Sebelum melaksanakan prosesi pernikahan, harus ada persiapan yang memadai dari kedua belah pihak. Kesiapan menikah ditandai oleh mantapnya niat dan langkah menuju kehidupan rumah tangga. Tidak ada rasa gamang atau keraguan tatkala memutuskan untuk menikah, dengan segala konsekuensi atau resiko yang akan dihadapi paska pernikahan.

Jika Anda seorang laki-laki, ada kesiapan dalam diri Anda untuk bertindak sebagai pemimpin dalam rumah tangga, untuk berperan sebagai bapak bagi anak-anak yang akan lahir nantinya dari pernikahan (QS. An-Nisa’: 34). Ada kesiapan dalam diri Anda untuk menanggung segala beban-beban kehidupan yang disebabkan oleh karena posisi Anda sebagai suami dan bapak.

Jika Anda seorang perempuan, harus ada kesiapan dalam diri untuk membuka ruang baru bagi intervensi seorang mitra yang bernama suami. Kesiapan untuk mengurangi sebagian otoritas atas dirinya sendiri lantaran keberadaan suami. Harus ada kesiapan untuk hamil, melahirkan dan menyusui, juga kesiapan untuk menanggung beban-beban baru yang muncul akibat hadirnya anak (QS. Al-Baqarah: 233).

Pertanyaan mendasar bagi Anda sebelum melaksanakan pernikahan adalah, sejauh mana kesiapan Anda untuk memasuki kehidupan keluarga? Potensi dan kekuatan apa yang telah Anda miliki untuk berumah tangga? Kelemahan dan kekurangan apa yang ada pada diri Anda? Apa tantangan yang Anda hadapi? Bagaimana dukungan keluarga dalam proses pernikahan Anda?

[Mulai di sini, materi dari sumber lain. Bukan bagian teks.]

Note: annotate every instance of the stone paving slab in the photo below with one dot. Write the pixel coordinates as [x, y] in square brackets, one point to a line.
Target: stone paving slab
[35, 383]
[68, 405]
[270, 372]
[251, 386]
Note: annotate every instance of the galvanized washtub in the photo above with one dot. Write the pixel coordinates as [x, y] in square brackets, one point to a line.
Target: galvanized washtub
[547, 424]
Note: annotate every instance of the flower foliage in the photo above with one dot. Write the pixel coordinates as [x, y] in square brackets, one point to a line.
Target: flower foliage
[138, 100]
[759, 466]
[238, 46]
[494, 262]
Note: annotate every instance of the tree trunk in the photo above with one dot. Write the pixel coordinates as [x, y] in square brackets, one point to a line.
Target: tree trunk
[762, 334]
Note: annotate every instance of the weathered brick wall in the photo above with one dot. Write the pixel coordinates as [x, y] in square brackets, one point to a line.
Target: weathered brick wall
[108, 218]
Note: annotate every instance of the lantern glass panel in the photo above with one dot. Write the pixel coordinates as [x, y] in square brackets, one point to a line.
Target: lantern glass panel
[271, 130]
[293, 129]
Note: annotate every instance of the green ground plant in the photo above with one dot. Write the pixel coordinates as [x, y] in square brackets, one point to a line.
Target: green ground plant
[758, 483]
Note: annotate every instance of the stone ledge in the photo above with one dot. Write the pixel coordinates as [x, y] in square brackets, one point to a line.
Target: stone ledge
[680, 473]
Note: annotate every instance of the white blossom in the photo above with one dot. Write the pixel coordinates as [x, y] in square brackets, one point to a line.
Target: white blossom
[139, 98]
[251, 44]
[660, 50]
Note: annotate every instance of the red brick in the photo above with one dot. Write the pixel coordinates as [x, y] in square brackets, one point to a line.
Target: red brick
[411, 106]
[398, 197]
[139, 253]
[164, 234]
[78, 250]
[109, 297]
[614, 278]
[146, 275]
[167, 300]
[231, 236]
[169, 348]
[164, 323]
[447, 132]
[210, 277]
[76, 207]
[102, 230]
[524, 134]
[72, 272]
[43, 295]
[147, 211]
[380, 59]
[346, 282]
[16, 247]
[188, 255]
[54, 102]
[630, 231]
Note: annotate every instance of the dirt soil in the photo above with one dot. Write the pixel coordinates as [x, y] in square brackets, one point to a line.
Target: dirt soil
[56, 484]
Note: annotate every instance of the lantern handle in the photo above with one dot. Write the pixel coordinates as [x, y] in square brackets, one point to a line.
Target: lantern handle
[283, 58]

Berikutnya, dengan mengenali berbagai potensi, kekuatan, kelemahan, maupun tantangan yang Anda hadapi, Anda harus merumuskan matriks: bagaimana mengoptimalkan potensi dan kekuatan yang sudah ada? Bagaimana mengatasi kelemahan dan kekurangan yang Anda miliki? Bagaimana menghadapi tantangan yang menghadang di hadapan? Dari jawaban tersebut, Anda bisa menetapkan batas kesiapan untuk menikah.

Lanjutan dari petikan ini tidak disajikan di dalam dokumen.